I’ll keep this short: The most pathetic
time I’ve had
was when I entombed hours in pity. There’s an idea: time I’ve had.
I’ve had so much time so far, yet all I’ve really hunted
and gathered is now. I’ll keep this short:
Now Is a Filter at the end of the Tunnel of the Future’s stream,
filtering out little particles that stay with us and wear down
before being eroded and passing
through to the Pool of the Past. So don’t really try
and ever think you can live in the fictional Stream of Now—it’s not real.
Imagine how hard is must be for a filter to pretend to be a fish!

April 1: He Could Still Be Right in Romanticizing Smoldering Paper

I’ve been thinking a lot about the trite adages that I call pollution to the way we, as you and me and anyone else who these words are cared for by, frame the world.
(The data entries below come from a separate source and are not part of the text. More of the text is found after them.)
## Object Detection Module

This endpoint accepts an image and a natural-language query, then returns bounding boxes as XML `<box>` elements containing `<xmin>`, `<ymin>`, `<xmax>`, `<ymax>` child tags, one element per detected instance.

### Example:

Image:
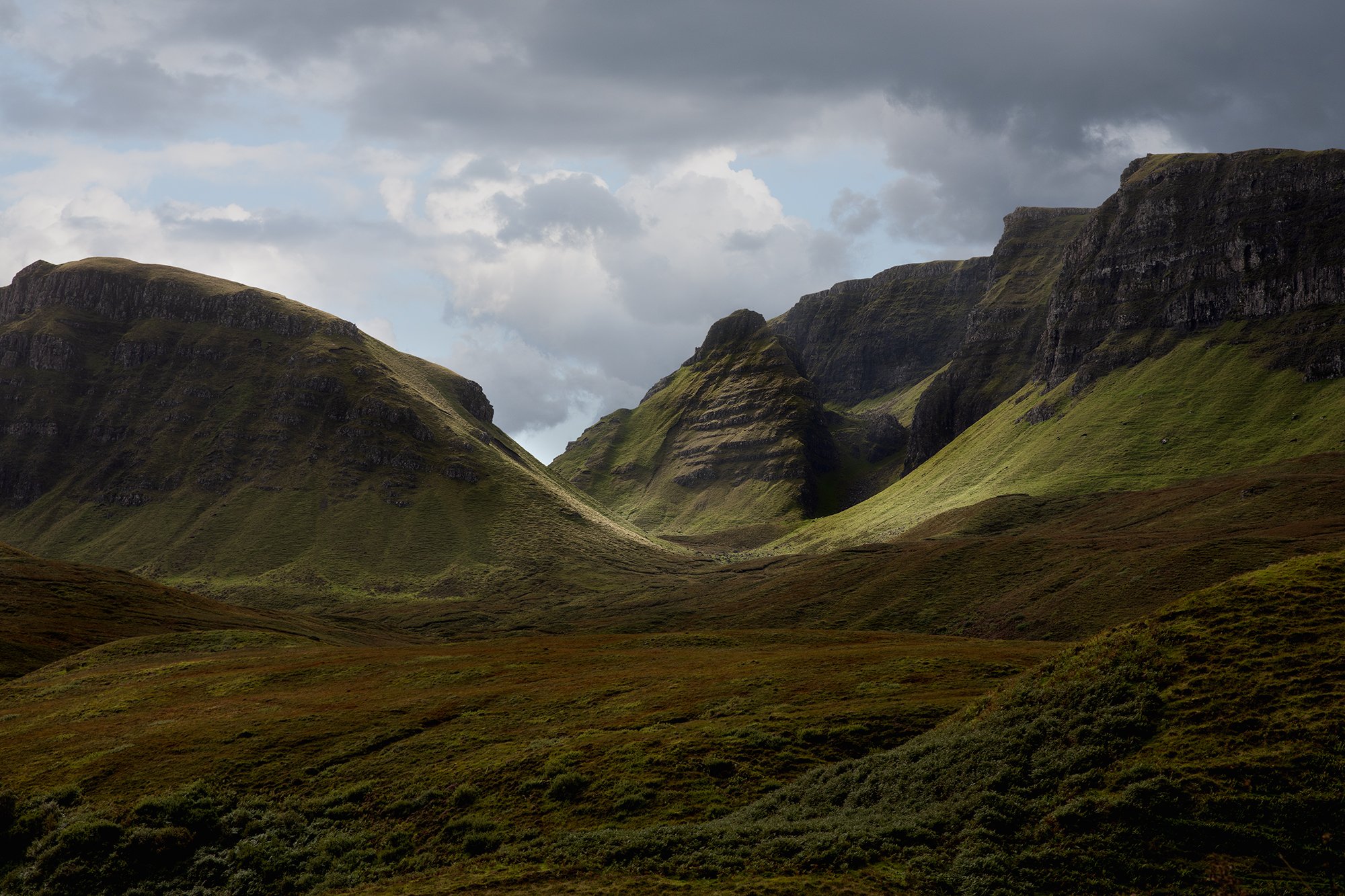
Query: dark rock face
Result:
<box><xmin>905</xmin><ymin>207</ymin><xmax>1093</xmax><ymax>471</ymax></box>
<box><xmin>771</xmin><ymin>258</ymin><xmax>991</xmax><ymax>405</ymax></box>
<box><xmin>553</xmin><ymin>309</ymin><xmax>835</xmax><ymax>533</ymax></box>
<box><xmin>1037</xmin><ymin>149</ymin><xmax>1345</xmax><ymax>384</ymax></box>
<box><xmin>453</xmin><ymin>379</ymin><xmax>495</xmax><ymax>422</ymax></box>
<box><xmin>687</xmin><ymin>308</ymin><xmax>765</xmax><ymax>363</ymax></box>
<box><xmin>560</xmin><ymin>149</ymin><xmax>1345</xmax><ymax>530</ymax></box>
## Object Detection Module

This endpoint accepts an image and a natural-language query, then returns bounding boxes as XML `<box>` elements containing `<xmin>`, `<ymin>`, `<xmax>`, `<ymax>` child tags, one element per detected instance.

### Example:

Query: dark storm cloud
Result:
<box><xmin>7</xmin><ymin>0</ymin><xmax>1345</xmax><ymax>241</ymax></box>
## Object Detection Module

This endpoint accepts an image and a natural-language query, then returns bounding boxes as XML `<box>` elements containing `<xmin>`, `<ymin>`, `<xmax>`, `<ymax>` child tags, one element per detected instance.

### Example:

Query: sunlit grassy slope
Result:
<box><xmin>772</xmin><ymin>323</ymin><xmax>1345</xmax><ymax>552</ymax></box>
<box><xmin>542</xmin><ymin>553</ymin><xmax>1345</xmax><ymax>895</ymax></box>
<box><xmin>551</xmin><ymin>311</ymin><xmax>824</xmax><ymax>534</ymax></box>
<box><xmin>0</xmin><ymin>631</ymin><xmax>1059</xmax><ymax>893</ymax></box>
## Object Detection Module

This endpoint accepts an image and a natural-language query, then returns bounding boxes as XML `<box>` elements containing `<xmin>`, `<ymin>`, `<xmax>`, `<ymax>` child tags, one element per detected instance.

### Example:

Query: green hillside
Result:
<box><xmin>0</xmin><ymin>544</ymin><xmax>404</xmax><ymax>678</ymax></box>
<box><xmin>551</xmin><ymin>311</ymin><xmax>831</xmax><ymax>534</ymax></box>
<box><xmin>0</xmin><ymin>258</ymin><xmax>663</xmax><ymax>608</ymax></box>
<box><xmin>772</xmin><ymin>312</ymin><xmax>1345</xmax><ymax>552</ymax></box>
<box><xmin>550</xmin><ymin>553</ymin><xmax>1345</xmax><ymax>893</ymax></box>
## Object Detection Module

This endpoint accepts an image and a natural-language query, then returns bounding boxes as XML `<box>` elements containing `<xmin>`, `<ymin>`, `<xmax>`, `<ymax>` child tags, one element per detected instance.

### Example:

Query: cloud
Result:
<box><xmin>831</xmin><ymin>188</ymin><xmax>882</xmax><ymax>237</ymax></box>
<box><xmin>422</xmin><ymin>151</ymin><xmax>845</xmax><ymax>430</ymax></box>
<box><xmin>0</xmin><ymin>0</ymin><xmax>1345</xmax><ymax>454</ymax></box>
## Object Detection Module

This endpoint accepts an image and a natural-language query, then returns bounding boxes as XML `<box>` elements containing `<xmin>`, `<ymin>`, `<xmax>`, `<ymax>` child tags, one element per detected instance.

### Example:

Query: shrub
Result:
<box><xmin>546</xmin><ymin>772</ymin><xmax>589</xmax><ymax>803</ymax></box>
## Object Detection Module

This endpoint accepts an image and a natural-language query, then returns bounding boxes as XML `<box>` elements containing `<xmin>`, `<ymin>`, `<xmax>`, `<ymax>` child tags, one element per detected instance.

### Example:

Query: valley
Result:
<box><xmin>0</xmin><ymin>149</ymin><xmax>1345</xmax><ymax>896</ymax></box>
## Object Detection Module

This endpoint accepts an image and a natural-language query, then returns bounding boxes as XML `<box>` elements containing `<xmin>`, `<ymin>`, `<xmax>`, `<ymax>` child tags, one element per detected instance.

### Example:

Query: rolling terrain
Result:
<box><xmin>0</xmin><ymin>258</ymin><xmax>678</xmax><ymax>607</ymax></box>
<box><xmin>0</xmin><ymin>143</ymin><xmax>1345</xmax><ymax>896</ymax></box>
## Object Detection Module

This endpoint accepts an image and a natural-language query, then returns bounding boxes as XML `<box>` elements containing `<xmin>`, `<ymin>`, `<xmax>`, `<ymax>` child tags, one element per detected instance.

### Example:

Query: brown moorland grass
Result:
<box><xmin>343</xmin><ymin>454</ymin><xmax>1345</xmax><ymax>641</ymax></box>
<box><xmin>0</xmin><ymin>544</ymin><xmax>418</xmax><ymax>678</ymax></box>
<box><xmin>0</xmin><ymin>631</ymin><xmax>1060</xmax><ymax>833</ymax></box>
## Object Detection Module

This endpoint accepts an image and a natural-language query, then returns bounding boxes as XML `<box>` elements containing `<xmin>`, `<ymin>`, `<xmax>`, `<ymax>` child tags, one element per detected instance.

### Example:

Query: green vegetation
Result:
<box><xmin>0</xmin><ymin>259</ymin><xmax>668</xmax><ymax>608</ymax></box>
<box><xmin>530</xmin><ymin>555</ymin><xmax>1345</xmax><ymax>893</ymax></box>
<box><xmin>551</xmin><ymin>312</ymin><xmax>826</xmax><ymax>536</ymax></box>
<box><xmin>0</xmin><ymin>544</ymin><xmax>404</xmax><ymax>678</ymax></box>
<box><xmin>0</xmin><ymin>621</ymin><xmax>1059</xmax><ymax>893</ymax></box>
<box><xmin>773</xmin><ymin>321</ymin><xmax>1345</xmax><ymax>552</ymax></box>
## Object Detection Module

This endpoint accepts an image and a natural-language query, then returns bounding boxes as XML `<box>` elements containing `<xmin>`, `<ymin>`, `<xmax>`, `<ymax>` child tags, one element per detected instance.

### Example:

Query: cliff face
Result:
<box><xmin>0</xmin><ymin>258</ymin><xmax>648</xmax><ymax>603</ymax></box>
<box><xmin>1037</xmin><ymin>149</ymin><xmax>1345</xmax><ymax>384</ymax></box>
<box><xmin>905</xmin><ymin>208</ymin><xmax>1093</xmax><ymax>471</ymax></box>
<box><xmin>553</xmin><ymin>309</ymin><xmax>831</xmax><ymax>534</ymax></box>
<box><xmin>562</xmin><ymin>149</ymin><xmax>1345</xmax><ymax>543</ymax></box>
<box><xmin>771</xmin><ymin>258</ymin><xmax>991</xmax><ymax>405</ymax></box>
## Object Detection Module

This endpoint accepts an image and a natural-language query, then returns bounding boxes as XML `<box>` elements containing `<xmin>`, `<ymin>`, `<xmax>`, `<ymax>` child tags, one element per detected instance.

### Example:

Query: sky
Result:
<box><xmin>0</xmin><ymin>0</ymin><xmax>1345</xmax><ymax>460</ymax></box>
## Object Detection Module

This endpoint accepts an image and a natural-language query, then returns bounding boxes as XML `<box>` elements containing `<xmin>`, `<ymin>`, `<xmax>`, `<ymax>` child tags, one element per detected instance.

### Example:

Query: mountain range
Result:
<box><xmin>0</xmin><ymin>149</ymin><xmax>1345</xmax><ymax>896</ymax></box>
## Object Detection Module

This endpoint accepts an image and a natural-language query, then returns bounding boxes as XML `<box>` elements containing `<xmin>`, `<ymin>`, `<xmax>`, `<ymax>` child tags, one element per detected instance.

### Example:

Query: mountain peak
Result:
<box><xmin>691</xmin><ymin>308</ymin><xmax>765</xmax><ymax>362</ymax></box>
<box><xmin>0</xmin><ymin>257</ymin><xmax>362</xmax><ymax>341</ymax></box>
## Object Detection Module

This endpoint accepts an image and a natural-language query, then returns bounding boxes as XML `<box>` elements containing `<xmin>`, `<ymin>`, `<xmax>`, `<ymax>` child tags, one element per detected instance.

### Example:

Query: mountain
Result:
<box><xmin>0</xmin><ymin>258</ymin><xmax>662</xmax><ymax>607</ymax></box>
<box><xmin>553</xmin><ymin>311</ymin><xmax>831</xmax><ymax>533</ymax></box>
<box><xmin>777</xmin><ymin>149</ymin><xmax>1345</xmax><ymax>552</ymax></box>
<box><xmin>551</xmin><ymin>208</ymin><xmax>1089</xmax><ymax>544</ymax></box>
<box><xmin>553</xmin><ymin>149</ymin><xmax>1345</xmax><ymax>553</ymax></box>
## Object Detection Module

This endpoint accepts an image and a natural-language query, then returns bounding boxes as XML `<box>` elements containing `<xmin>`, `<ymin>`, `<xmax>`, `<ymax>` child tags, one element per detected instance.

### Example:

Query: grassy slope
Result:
<box><xmin>0</xmin><ymin>259</ymin><xmax>672</xmax><ymax>607</ymax></box>
<box><xmin>538</xmin><ymin>553</ymin><xmax>1345</xmax><ymax>895</ymax></box>
<box><xmin>516</xmin><ymin>454</ymin><xmax>1345</xmax><ymax>639</ymax></box>
<box><xmin>0</xmin><ymin>545</ymin><xmax>412</xmax><ymax>678</ymax></box>
<box><xmin>0</xmin><ymin>631</ymin><xmax>1059</xmax><ymax>892</ymax></box>
<box><xmin>551</xmin><ymin>319</ymin><xmax>815</xmax><ymax>534</ymax></box>
<box><xmin>773</xmin><ymin>323</ymin><xmax>1345</xmax><ymax>552</ymax></box>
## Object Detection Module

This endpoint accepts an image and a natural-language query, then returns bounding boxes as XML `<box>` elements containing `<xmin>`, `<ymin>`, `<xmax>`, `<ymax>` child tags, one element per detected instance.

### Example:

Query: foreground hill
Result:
<box><xmin>547</xmin><ymin>553</ymin><xmax>1345</xmax><ymax>893</ymax></box>
<box><xmin>0</xmin><ymin>621</ymin><xmax>1059</xmax><ymax>896</ymax></box>
<box><xmin>0</xmin><ymin>258</ymin><xmax>670</xmax><ymax>606</ymax></box>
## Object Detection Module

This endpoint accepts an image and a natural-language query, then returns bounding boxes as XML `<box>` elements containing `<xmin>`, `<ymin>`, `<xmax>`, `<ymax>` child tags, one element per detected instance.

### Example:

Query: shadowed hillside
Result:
<box><xmin>538</xmin><ymin>555</ymin><xmax>1345</xmax><ymax>895</ymax></box>
<box><xmin>0</xmin><ymin>258</ymin><xmax>678</xmax><ymax>607</ymax></box>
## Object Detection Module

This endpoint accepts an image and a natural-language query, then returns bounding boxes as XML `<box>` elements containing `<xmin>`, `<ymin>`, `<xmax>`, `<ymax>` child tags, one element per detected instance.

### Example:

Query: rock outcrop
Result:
<box><xmin>553</xmin><ymin>309</ymin><xmax>834</xmax><ymax>534</ymax></box>
<box><xmin>1036</xmin><ymin>149</ymin><xmax>1345</xmax><ymax>384</ymax></box>
<box><xmin>771</xmin><ymin>258</ymin><xmax>991</xmax><ymax>405</ymax></box>
<box><xmin>905</xmin><ymin>207</ymin><xmax>1093</xmax><ymax>462</ymax></box>
<box><xmin>557</xmin><ymin>149</ymin><xmax>1345</xmax><ymax>538</ymax></box>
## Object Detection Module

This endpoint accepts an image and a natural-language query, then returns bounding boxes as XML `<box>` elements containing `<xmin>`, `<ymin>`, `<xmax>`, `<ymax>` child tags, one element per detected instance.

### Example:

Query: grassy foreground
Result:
<box><xmin>527</xmin><ymin>553</ymin><xmax>1345</xmax><ymax>895</ymax></box>
<box><xmin>0</xmin><ymin>631</ymin><xmax>1059</xmax><ymax>893</ymax></box>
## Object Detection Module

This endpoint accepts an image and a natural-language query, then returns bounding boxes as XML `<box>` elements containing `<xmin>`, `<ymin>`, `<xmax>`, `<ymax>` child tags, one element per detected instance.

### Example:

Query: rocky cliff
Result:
<box><xmin>553</xmin><ymin>309</ymin><xmax>833</xmax><ymax>534</ymax></box>
<box><xmin>557</xmin><ymin>149</ymin><xmax>1345</xmax><ymax>543</ymax></box>
<box><xmin>771</xmin><ymin>258</ymin><xmax>991</xmax><ymax>405</ymax></box>
<box><xmin>905</xmin><ymin>207</ymin><xmax>1093</xmax><ymax>471</ymax></box>
<box><xmin>0</xmin><ymin>258</ymin><xmax>662</xmax><ymax>604</ymax></box>
<box><xmin>1036</xmin><ymin>149</ymin><xmax>1345</xmax><ymax>384</ymax></box>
Like neat little pictures laminated and clipped and bound to become Our Book of Thought of sorts, I resign to sigh and admit that we have really rounded up the cattle of meaning, meaning the lenses I’ve become accustomed to and grown too large for—even this! I haven’t grown, just changed, again like a lens, and now I see things a little differently, but I’m really much the same and I haven’t outgrown my old corrections—are found fresh daily for others. I drift into dichotomies, somehow believing without a foundation for belief that in this world we either have glasses or we don’t, but the truth of this limited analogy could be somewhere here: you don’t know of my old revelations drying with the rest of my neglected laundry, and I will really never be able to distinguish between your old, shed perspectives and the delicate under garments you routinely pin up beside them. One of them that will draw me to linger a little longer than I should, though, and I sort of wonder if that’s something I will ever outgrow, or if that’s just a pane, too.